The thing I noticed most was , some hives chewed the heck out of the strips and these were the ones with the greater mite reduction (hives G and V). Other hives chose to instead chew away the cells from underneath the strips and seemed not to have as great a reduction in mite load. I did go ahead and treat all with Apiguard after removing the strips.


----------



## Bee Arthur

Thanks, Outdoor N8. Thinking about trying this next year. I've got all the components except the cardboard drywall shims...I actually went to Home Depot to pick some up but the employees there hadn't heard of them.


----------



## homegrown

I'm planning on using GRIP-RITE drywall shims from Home Depot. How can I find out if there's formaldehyde in them? Where can I find the MSDS or SDS sheet? Thanks


----------



## beepro

For that you have to go back to the manufacturer. Maybe ask at the customer service center.


----------



## camero7

why not go to a printer and get some chipboard. Works great, has no additives that will cause you problems and most printers will trade a good supply [3 years worth and still have some] for a couple bottles of honey. My printer cut them to size for me too.


----------



## Bob J

Was very impressed with the Randy Oliver article in the January ABJ using shop towels instead of the cardboard strips for oxalic/glycerin treatments.... Cheaper, easier to apply and no need to open the hives again to remove the strips since the bees will remove it all by themselves.... If you haven't seen it yet I would recommend you give the article a look.....


----------



## Eduardo Gomes

In addition to the ABJ do you know some other place on the net where I can consult this article from R. Oliver? Thanks.


----------



## Bob J

Eduardo Gomes said:


> In addition to the ABJ do you know some other place on the net where I can consult this article from R. Oliver? Thanks.


Eventually I suspect Randy will post it to his web site http://scientificbeekeeping.com/articles-by-publication-date/


----------



## Eduardo Gomes

Yes it is likely, he does it usually. I'll wait a little longer. It's a topic that interests me a lot. Thank you Bob J.


----------



## homegrown

Same oxalic/glycerin recipe with the blue shop towels? 1000 grams glycerin/600 grams wood bleach?


----------



## Bob J

homegrown said:


> Same oxalic/glycerin recipe with the blue shop towels? 1000 grams glycerin/600 grams wood bleach?


Am not sure since his formula is ml of glycerin vs grams.... His recipe is 25ml warm food grade glycerine to 25 grams of Oxalic. He cautions to be sure to use nitrile gloves and eye protection. This is enough for a single shop towel (one hive treatment) so you need to multiply the recipe by the number of hives you want to treat. Place on a rack and tray and squeeze/press until approximately half the solution has been recovered. The recovered solution will pick up the blue dye from the towels and can be reused. The final "dry" towels will have approximately 25g of solution and weigh approximately 31g. He cautions that you have to be careful handling these as the OA/Gly solution will stick readily to your skin and will easily be transferred to everything and anything you touch. Cleanup with warm water and he mentions that OA is quickly neutralized with baking soda dissolved in water.

Application is a single prepared towel placed directly on the top bars of the brood chamber. One per hive. The treatment is active for approximately two brood cycles after which the bees should chew/remove the towel and throw it out of the hive. 

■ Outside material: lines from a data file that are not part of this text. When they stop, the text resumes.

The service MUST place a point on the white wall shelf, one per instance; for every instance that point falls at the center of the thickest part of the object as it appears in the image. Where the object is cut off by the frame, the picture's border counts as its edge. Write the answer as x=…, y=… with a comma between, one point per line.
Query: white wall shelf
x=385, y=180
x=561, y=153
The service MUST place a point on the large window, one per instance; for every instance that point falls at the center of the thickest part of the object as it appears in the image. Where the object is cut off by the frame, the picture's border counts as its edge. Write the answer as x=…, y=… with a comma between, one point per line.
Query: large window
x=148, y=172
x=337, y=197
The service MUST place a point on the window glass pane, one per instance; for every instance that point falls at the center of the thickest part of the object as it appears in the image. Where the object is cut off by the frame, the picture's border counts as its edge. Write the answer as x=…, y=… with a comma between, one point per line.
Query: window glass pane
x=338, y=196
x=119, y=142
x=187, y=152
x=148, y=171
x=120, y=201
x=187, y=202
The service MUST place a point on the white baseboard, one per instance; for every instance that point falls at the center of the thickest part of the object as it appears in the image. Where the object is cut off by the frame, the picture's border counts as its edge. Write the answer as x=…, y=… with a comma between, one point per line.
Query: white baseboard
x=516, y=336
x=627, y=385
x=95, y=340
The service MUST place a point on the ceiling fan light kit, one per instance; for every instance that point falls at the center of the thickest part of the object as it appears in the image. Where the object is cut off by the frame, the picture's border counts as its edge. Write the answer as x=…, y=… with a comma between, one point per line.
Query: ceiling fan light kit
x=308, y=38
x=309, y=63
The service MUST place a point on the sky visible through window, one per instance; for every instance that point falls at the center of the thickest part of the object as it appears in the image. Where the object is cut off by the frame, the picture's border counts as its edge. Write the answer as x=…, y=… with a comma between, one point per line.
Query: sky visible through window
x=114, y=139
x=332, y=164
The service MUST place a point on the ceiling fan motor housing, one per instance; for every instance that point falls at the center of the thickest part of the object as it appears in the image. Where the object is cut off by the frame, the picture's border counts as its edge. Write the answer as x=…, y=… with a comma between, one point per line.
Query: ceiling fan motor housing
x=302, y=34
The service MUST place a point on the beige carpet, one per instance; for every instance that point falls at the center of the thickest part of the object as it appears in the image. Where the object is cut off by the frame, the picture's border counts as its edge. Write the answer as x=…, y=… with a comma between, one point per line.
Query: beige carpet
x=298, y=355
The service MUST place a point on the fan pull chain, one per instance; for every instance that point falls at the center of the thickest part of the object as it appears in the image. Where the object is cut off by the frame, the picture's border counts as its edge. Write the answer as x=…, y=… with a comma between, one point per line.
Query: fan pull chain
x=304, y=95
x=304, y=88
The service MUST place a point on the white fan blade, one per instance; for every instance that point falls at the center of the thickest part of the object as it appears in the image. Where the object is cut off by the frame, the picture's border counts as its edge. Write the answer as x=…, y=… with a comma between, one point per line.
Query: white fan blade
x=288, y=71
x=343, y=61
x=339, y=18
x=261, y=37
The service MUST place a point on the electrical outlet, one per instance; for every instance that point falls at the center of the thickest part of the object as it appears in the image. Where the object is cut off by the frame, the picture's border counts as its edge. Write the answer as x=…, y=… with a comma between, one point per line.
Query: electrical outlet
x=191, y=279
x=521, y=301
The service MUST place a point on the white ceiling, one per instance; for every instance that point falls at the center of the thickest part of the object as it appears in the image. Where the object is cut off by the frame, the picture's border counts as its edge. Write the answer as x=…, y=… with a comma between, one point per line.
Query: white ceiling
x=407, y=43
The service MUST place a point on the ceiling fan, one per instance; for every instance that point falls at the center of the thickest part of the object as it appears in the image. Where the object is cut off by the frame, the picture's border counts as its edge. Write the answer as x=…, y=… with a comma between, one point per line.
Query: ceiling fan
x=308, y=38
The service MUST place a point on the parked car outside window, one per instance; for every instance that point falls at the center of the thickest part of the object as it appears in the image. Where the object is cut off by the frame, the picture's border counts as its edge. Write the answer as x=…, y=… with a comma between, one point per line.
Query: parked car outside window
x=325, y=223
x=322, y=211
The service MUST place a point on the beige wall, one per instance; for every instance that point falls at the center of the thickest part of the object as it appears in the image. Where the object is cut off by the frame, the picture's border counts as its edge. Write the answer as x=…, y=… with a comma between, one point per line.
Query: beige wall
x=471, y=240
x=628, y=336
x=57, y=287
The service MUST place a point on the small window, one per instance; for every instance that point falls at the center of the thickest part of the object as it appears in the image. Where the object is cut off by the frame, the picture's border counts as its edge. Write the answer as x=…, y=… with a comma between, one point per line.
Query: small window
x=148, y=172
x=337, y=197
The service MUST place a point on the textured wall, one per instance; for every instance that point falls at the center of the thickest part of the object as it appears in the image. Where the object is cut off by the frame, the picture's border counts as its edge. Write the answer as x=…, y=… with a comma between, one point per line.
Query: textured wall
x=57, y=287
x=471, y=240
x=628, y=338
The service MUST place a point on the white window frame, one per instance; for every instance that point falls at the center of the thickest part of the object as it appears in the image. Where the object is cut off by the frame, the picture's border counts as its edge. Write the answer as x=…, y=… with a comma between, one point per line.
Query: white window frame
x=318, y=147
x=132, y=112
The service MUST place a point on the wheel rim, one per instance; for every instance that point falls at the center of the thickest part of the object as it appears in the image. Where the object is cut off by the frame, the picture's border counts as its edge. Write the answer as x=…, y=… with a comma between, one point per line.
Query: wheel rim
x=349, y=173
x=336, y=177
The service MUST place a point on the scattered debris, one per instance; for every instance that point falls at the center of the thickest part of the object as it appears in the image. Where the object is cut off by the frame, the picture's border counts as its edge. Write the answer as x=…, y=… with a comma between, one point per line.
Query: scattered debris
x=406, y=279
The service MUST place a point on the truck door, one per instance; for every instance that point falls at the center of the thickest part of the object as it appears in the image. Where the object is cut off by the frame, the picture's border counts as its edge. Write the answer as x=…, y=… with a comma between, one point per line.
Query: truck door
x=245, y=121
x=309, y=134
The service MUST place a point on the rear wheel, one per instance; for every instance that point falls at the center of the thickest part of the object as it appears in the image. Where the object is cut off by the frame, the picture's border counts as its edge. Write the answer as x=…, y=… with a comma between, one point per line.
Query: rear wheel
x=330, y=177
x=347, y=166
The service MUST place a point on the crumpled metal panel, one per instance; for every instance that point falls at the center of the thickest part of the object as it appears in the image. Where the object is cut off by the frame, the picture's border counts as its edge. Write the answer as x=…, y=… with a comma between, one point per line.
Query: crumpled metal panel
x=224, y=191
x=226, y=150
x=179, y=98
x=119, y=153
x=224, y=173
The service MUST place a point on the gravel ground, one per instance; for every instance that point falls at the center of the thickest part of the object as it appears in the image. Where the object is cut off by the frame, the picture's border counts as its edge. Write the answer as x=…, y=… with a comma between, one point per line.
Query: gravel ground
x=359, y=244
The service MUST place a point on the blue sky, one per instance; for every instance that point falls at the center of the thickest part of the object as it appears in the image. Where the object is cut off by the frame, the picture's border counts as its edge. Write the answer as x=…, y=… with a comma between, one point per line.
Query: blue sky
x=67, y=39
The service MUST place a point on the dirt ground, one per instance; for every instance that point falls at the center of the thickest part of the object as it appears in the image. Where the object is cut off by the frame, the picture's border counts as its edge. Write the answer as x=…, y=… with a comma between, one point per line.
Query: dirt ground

I highly recommend that you read the article when you get a chance.... Very well written and includes all the associated data/results as well as the different approaches he tried to optimize the treatment....

He also cautions (rightfully so) that this treatment is not approved anywhere to his knowledge so at this point it should be considered purely experimental.....

Also worth mentioning that his research is primarily funded by beekeeper donations....


----------



## chux

Thanks so much for this thread. You folks are great. I'm looking at trying this treatment on 500 hives. Getting set to order. I figure to order glycerin from a bulk dealer online. Looks like I can get a 50 pound bucket shipped to my door for around $90. Getting a 40 pound box of oxalic from a local guy. Couple of questions...

First, how hot do you warm the glycerin? 

Second, please help with the numbers. For 500 towels, it sounds like I need 3.3 gallons of glycerin and 27.5 pounds of oxalic. Does that sound right? Can I mix it together, and then tear off and submerge a stack of towels?

Third, how should I treat the towels? Should I tear off a stack of towels, then lower them into the mixture. Pull the stack out and press it together to get excess out? Suggestions????


----------



## camero7

Randy notes that a 25% solution of OA in the glycerine is best hauled out by the bees. So I'd figure about a gallon of glycerine weighs around 10# so I'd dissolve about 2.5# of OA in it. I'm going to heat mine over a propane turkey fryer to almost boiling then put the OA in it. I can buy the shop towels already flat and I'll just put the # I need in a container, pour the solution over it. Let them soak and then remove the towels and squeeze some of the solution out. I'd probably want them too wet than too dry. I need less than you so you'll want to change those #'s but a 4:1 ratio is easy to figure


----------



## DavidZ

Man, people here shouldn’t be playing with chemistry.

first thisn I have a master's in Botany, Organic Chemistyr, and a BS in Anth from ASU

glycerine is a tincture carrier that is well known for it's instant absobtion into the blood brain barrier

someone here is going to die from poisoning themselves with OA, yeah, it's a weak acid, but a deadly poison,
getting alittle on your skin easy nuff to clean with neutralizing H2O

butwhen added to glycerine you have a deadly drug ready to damage to the human organ.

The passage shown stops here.